I have been doing this for 3 days and I just can't find the where clause that works for me.
This is an update to my question:
I changed my query suggested by Gordon Linoff, and since then the client has added many new requirements that I could include in the query. But now they have added some, I can’t understand how this works.

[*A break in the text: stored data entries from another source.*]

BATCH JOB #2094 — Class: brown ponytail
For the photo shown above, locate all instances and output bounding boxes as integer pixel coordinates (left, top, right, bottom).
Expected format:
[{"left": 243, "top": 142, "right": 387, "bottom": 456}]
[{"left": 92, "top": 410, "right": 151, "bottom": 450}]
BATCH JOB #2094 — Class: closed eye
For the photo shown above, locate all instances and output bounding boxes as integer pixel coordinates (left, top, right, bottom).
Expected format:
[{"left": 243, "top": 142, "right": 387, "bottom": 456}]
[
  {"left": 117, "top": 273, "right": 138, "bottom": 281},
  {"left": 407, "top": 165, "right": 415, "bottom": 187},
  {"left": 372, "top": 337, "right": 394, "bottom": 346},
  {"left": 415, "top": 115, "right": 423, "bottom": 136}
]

Now my request is as follows:
SELECT data_target.name as Target, q1.ep as EP, COUNT(*) as Wafers, Lots, SUM(numonep)/(COUNT(*)+SUM(CASE WHEN reruns > 0 THEN reruns ELSE 0 END)) as 'Sites/Wafer', MAX(LastRun) as "Last Run", SUM(CASE WHEN reruns > 0 THEN reruns ELSE 0 END) as Rerun, COUNT(*)+SUM(CASE WHEN reruns > 0 THEN reruns ELSE 0 END) as Runs, avgbottom as "Avg Bottom", 3*stdbottom as "3 Sig", maxbottom as Max, minbottom as Min, SUM(numonep) as Count, SUM(numonep) - SUM(numbottoms) as NAs, 100-((SUM(numonep) - SUM(numbottoms))/SUM(numonep)*100) as "% Success", 3*stdbottom/avgbottom as "3Sig/Avg", AVG(avgbottom) as 'Wafer Avg', AVG(Wafer3Sigma) as 'Wafer 3 Sigma', AVG(Ranges) as 'Avg Range', 3*STD(Ranges) as '3Sig of Ranges', MAX(Ranges) as 'Max Range', MIN(Ranges) as 'Min Range', (SUM(numonep) - SUM(numbottoms))/COUNT(*) as 'NAs/Wafer' FROM (SELECT target_name_id, ep, wafer_id, COUNT(bottom) as numbottoms, AVG(bottom) as avgbottom, STD(bottom) as stdbottom, MAX(bottom) as maxbottom, MIN(bottom) as minbottom, MAX(date_time) as "LastRun", COUNT(*) as numonep, COUNT(DISTINCT target_name_id, ep, lot_id, data_file_id)-1 as reruns, COUNT(DISTINCT(lot_id)) as Lots, 3*STD(bottom) as Wafer3Sigma, MAX(bottom) - MIN(bottom) as Ranges FROM data_cst WHERE target_name_id IN (775, 776, 777, 778, 779, 780, 45, 44, 116, 117, 118, 119, 120, 121) AND data_cst.date_time BETWEEN '2010-03-04 00:00:00' AND '2010-03-04 23:59:59' GROUP BY target_name_id, ep, wafer_id HAVING count(*) < 999) q1, data_target WHERE data_target.id = target_name_id GROUP BY q1.target_name_id, q1.ep;
And it works great. But now they want me to get a specific column (image_measurer_id) with each row returned, which corresponds to a row from the group that has the bottom = Min (bottom), bottom = Max (bottom), the bottom is closer to the middle (bottom) and bottom of the line where date_time = Max (date_time).
Is this possible from this one query?